Two-dimensional macroscopic quantum dynamics in YBCO Josephson junctions

TL;DR

This paper models classical thermal activation and macroscopic quantum tunneling in YBCO Josephson junctions coupled with an LC circuit, revealing how the coupling suppresses MQT escape rates and slightly reduces TA escape rates, aiding experimental interpretation.

Contribution

It introduces a two-dimensional theoretical framework for analyzing TA and MQT in YBCO Josephson junctions coupled with an LC circuit, highlighting the impact of the coupling on escape rates.

Findings

MQT escape rate is significantly suppressed by LC circuit coupling.

TA escape rate is slightly reduced due to the coupling.

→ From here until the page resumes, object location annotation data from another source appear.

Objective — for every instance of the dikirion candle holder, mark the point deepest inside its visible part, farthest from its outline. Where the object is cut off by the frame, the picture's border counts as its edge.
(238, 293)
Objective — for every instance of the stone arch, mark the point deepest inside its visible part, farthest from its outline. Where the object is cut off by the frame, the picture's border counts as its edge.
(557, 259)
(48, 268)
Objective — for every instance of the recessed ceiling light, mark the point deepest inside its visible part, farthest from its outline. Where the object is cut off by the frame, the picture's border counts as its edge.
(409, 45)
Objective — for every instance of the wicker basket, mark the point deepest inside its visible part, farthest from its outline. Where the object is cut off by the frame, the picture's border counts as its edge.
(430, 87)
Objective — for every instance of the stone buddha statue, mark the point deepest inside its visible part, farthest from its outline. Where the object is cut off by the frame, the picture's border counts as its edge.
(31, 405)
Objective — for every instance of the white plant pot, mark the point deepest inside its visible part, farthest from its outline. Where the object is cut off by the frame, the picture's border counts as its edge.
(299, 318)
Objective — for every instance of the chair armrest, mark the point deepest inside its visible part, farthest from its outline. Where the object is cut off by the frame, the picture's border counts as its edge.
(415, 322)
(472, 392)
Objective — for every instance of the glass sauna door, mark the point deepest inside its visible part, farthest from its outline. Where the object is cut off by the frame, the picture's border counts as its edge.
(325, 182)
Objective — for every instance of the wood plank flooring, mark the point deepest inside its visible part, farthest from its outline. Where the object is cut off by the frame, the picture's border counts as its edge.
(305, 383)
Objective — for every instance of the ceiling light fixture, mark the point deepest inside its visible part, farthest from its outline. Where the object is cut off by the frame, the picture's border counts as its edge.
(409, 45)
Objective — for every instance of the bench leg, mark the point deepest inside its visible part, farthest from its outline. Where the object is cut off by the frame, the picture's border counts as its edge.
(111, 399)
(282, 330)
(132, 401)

Results assist in interpreting recent experimental data.

Abstract

We theoretically study classical thermal activation (TA) and macroscopic quantum tunneling (MQT) for a YBCO Josephson junction coupled with an LC circuit. The TA and MQT escape rate are calculated by taking into account the two-dimensional nature of the classical and quantum phase dynamics. We find that the MQT escape rate is largely suppressed by the coupling to the LC circuit. On the other hand, this coupling leads to the slight reduction of the TA escape rate. These results are relevant for the interpretation of a recent experiment on the MQT and TA phenomena in YBCO bi-epitaxial Josephson junctions.